Kombinationen aus einem Zugfahrzeug der Klasse C und einem Anhänger über 750 kg zulässiger Gesamtmasse.

Mindestalter

  • ab 18 Jahre – mit Grundqualifikation im Sinne des Berufskraftfahrer-Qualifikations-Gesetz, bei Ausbildung zum Berufskraftfahrer, zur Fachkraft im Fahrbetrieb oder vergleichbarer Berufe
  • ansonsten 21 Jahre

Ausbildungsbeginn

Frühestens ein halbes Jahr vor dem Erreichen des Mindestalters.

Einschluss der Klasse(n)

T, C1E, BE,D1E bei Vorbesitz der Klasse D1 und DE bei Vorbesitz Klasse D.

Befristung

Auf fünf Jahre, danach Verlängerung(en) um weitere fünf Jahre möglich.

Voraussetzungen

  • Fahrerlaubnis Klasse C
  • ärztliche Bescheinigung über die Eignung
  • biometrisches Passfoto
  • augenärztliches Gutachten/Zeugnis
  • gültiger Personalausweis

Theoretische Ausbildung

Gesetzliche Forderung:

  • sechs Doppelstunden Grundunterricht
  • vier Doppelstunden klassenspezifischer Unterricht

Den Grundstoff können Sie in jeder unserer Fahrschulen besuchen.
Der klassenspezifische Stoff wird in Lingen-Darme an der Rheiner Str. 108 angeboten,

  • dienstags um 20.30 & mittwochs um 19.00 Uhr, sowie
  • täglich um 11.30 Uhr.

Praktische Ausbildung

Gesetzliche Forderung:

  • Übungsfahrten (Anzahl liegt an den persönlichen Fähigkeiten und Fertigkeiten)
  • fünf Überlandfahrten, zwei Autobahnfahrten, drei Dämmerungs-/Dunkelfahrten
  • Bei gemeinsamen Erwerb mit der Klasse C: acht Überlandfahrten (C=3 CE=5), drei Autobahnfahrten (C=1 CE=2), drei Dämmerungs-/Dunkelfahrten (C=0 CE=3)

Theoretische Prüfung

Dauer: unbegrenzt
Anzahl Fragen: zehn Grundfragen und 20 klassenspezifische Fragen
Maximale Fehlerpunktzahl: 10

Praktische Prüfung

Dauer: 75 Minuten, 45 Minuten davon reine Fahrzeit.
Inhalte, die vorkommen können und somit beherrscht werden müssen:

  • verbinden oder trennen des LKW-Zuges
  • fahren im Stadtverkehr (inkl. STOP-Schilder und Verbotszeichen)
  • fahren in einer 30er Zone
  • befahren einer Kraftfahrstraße
  • befahren eines verkehrsberuhigten Bereichs
  • zwei Grundfahraufgaben (Rampenübung, rückwärts rechts in eine Einmündung)

Ausbildungskosten

Die Ausbildungskosten werden maßgeblich von der Anzahl der Fahrstunden beeinflusst.

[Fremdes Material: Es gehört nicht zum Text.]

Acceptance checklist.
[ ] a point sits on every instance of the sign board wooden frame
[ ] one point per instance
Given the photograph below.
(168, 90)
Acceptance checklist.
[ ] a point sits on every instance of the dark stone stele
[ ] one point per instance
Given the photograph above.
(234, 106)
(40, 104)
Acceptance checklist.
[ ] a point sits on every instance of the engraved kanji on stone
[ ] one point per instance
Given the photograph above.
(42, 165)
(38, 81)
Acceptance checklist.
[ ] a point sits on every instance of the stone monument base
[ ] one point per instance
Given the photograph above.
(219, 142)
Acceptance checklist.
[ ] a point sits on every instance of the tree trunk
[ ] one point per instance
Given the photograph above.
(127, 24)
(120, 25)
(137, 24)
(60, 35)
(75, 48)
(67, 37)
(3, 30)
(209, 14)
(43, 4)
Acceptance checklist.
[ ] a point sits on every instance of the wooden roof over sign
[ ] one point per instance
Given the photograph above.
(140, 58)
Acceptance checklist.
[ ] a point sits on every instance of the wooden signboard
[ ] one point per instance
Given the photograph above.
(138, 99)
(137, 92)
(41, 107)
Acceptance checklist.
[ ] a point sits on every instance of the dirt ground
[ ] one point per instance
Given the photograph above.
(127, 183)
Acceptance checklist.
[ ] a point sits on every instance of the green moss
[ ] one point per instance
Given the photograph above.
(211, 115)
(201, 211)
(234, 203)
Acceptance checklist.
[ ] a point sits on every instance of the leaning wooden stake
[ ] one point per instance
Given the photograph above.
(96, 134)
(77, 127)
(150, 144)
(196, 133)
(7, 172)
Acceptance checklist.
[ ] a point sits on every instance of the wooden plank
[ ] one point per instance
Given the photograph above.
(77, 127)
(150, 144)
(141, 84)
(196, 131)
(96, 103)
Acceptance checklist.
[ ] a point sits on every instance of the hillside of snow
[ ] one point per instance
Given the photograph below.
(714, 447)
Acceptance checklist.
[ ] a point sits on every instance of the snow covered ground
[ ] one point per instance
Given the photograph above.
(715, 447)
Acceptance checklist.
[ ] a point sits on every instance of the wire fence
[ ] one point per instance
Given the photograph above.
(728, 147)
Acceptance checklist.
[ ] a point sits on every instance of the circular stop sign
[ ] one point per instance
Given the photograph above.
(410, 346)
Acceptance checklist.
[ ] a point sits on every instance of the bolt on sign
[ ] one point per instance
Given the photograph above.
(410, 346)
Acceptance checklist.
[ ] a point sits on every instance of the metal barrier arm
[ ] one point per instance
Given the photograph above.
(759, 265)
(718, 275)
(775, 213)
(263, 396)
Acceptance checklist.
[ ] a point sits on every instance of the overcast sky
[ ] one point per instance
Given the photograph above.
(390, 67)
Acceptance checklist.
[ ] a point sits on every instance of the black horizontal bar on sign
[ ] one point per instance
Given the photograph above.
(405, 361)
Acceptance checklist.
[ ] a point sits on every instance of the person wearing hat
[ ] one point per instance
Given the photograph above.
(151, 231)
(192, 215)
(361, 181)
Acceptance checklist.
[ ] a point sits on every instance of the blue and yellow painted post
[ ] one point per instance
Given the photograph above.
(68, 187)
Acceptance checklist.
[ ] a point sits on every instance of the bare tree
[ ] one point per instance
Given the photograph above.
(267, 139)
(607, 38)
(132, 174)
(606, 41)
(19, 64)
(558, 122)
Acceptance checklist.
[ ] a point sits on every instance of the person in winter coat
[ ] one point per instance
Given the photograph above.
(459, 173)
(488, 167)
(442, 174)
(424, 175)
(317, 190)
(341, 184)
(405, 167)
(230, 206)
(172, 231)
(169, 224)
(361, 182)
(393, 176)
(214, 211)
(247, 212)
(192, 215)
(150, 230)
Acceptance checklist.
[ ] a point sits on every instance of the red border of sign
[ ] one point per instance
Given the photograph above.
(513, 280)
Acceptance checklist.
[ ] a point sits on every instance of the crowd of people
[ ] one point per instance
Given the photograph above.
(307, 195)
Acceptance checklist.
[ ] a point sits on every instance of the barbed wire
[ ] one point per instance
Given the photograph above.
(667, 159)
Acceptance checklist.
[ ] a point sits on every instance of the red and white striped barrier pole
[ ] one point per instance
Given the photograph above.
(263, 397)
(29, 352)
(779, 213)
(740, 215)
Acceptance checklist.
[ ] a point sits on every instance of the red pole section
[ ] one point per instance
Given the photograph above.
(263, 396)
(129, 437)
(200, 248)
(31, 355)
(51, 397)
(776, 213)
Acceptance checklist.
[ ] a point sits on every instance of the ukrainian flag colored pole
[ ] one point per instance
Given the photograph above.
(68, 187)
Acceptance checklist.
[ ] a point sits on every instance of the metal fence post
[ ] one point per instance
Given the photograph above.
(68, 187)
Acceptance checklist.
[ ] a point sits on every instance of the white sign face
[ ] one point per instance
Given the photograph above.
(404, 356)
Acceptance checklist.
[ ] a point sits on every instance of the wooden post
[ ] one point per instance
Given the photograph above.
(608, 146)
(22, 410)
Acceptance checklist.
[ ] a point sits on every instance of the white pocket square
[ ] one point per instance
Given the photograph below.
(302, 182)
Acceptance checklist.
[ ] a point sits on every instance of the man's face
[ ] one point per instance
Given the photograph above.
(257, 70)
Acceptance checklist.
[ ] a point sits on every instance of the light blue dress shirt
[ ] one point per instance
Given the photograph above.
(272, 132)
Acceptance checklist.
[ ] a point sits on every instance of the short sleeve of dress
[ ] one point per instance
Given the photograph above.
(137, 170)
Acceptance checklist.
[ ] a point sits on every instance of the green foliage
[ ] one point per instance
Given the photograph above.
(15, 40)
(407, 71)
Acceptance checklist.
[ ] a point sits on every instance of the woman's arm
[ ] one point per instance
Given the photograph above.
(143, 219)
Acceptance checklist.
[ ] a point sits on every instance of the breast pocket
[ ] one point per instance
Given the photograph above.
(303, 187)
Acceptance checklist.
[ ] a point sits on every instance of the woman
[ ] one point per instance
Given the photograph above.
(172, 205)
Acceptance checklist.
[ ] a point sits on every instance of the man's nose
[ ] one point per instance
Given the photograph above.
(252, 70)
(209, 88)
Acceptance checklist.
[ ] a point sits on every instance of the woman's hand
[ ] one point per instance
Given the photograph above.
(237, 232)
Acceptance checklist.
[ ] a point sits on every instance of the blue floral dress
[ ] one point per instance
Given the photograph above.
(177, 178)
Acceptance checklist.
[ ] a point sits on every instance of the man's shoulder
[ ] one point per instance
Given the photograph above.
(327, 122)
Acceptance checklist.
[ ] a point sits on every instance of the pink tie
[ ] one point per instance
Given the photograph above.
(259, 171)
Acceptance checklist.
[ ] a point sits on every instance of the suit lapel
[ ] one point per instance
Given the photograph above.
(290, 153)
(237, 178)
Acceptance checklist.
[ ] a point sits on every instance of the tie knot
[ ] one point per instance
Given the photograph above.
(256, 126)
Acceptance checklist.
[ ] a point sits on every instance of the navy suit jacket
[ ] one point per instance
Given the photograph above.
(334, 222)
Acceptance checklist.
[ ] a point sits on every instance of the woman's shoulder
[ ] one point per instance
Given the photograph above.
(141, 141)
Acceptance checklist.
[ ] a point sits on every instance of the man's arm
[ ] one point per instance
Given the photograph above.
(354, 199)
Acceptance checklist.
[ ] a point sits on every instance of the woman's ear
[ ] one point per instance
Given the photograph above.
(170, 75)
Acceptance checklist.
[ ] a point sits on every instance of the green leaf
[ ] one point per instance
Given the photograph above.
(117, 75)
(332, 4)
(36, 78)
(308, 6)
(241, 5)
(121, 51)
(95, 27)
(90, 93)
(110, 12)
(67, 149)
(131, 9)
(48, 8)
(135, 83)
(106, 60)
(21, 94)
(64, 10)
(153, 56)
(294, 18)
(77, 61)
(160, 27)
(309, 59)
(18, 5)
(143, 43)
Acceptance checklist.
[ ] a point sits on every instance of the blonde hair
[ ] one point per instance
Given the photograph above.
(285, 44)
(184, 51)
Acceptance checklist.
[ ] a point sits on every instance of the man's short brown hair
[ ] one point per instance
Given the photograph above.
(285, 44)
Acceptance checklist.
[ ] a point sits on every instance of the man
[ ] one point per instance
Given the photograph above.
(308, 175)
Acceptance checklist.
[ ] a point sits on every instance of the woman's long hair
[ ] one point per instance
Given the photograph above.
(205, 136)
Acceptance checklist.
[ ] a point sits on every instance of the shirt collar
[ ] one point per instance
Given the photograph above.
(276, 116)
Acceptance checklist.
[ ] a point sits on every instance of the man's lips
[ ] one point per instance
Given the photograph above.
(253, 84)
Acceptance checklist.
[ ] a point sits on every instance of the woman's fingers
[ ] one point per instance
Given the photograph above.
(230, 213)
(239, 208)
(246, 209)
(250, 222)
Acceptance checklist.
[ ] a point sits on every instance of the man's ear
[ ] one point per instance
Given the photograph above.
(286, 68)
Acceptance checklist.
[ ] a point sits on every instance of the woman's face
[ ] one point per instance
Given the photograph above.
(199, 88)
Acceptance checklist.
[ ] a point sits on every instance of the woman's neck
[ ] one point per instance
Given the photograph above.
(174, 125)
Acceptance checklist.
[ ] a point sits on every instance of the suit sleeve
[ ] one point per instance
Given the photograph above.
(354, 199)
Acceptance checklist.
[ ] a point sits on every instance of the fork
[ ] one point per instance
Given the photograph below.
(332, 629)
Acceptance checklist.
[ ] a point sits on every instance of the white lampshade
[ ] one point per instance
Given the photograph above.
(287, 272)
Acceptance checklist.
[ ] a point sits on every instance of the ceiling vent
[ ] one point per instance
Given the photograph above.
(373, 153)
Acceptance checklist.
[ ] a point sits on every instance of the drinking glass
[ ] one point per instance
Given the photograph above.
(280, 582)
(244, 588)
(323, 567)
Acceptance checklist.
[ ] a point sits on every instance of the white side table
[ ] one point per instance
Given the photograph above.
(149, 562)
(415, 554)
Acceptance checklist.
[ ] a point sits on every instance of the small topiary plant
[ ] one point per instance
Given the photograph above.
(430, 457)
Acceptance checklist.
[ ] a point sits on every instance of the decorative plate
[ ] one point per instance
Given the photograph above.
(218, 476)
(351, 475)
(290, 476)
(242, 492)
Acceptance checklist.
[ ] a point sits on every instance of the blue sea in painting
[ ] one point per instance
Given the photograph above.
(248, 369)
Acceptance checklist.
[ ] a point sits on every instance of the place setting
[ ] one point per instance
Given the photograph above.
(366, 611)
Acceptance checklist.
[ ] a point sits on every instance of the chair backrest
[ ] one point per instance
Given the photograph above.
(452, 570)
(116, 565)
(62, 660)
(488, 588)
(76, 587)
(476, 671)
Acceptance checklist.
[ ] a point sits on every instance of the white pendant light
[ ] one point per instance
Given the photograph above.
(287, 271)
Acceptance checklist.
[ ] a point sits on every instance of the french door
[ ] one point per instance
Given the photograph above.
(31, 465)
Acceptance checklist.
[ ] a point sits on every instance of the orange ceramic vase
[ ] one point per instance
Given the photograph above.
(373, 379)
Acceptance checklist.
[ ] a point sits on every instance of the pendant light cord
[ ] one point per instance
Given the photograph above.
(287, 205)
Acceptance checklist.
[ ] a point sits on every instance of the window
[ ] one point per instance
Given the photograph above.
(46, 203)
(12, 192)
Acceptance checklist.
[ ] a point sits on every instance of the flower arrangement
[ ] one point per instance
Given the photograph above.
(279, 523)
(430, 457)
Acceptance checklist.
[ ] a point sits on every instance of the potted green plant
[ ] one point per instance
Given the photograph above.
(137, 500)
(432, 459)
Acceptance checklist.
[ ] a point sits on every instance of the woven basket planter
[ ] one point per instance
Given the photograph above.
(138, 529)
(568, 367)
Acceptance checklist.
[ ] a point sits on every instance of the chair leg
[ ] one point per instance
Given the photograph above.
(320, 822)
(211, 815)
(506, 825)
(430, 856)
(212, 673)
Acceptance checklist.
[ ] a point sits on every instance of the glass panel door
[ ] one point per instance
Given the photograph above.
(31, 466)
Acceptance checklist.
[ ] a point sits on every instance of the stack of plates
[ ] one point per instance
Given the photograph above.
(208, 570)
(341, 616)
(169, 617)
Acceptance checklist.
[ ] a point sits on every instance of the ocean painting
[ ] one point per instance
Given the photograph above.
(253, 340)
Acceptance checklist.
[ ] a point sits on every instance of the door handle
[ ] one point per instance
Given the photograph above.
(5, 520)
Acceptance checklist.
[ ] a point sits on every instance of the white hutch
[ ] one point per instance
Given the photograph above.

Die Ausbildungskosten setzen sich zusammen aus

  • dem Grundbetrag,
  • der Anzahl der Übungsfahrten,
  • den Überlandfahrten, den Autobahnfahrten, der Dämmerungs- / Dunkelfahrten,
  • den Kosten für die Vorstellung zur theoretischen und praktischen Prüfung und
  • dem Lehrmaterial.

Für den Erwerb der Fahrerlaubnis Klasse CE entstehen weitere externe Kosten für:

  • Antrag auf Fahrerlaubnis (zu stellen beim zuständigen Straßenverkehrsamt)
  • augenärztliches Gutachten / ärztliche Bescheinigung über die Eignung
  • Passfoto
  • Prüfkosten an den TÜV

Fördermittel

Unter bestimmten Voraussetzungen kann die Ausbildung zum Beispiel durch die Agentur für Arbeit oder Rentenversicherungsträgern gefördert werden.
Gerne beraten wir Sie persönlich oder telefonisch über

  • evtl. mögliche Fördermittel,
  • Ausbildungsumfang,
  • Ausbildungsdauer und
  • Unterrichtszeiten.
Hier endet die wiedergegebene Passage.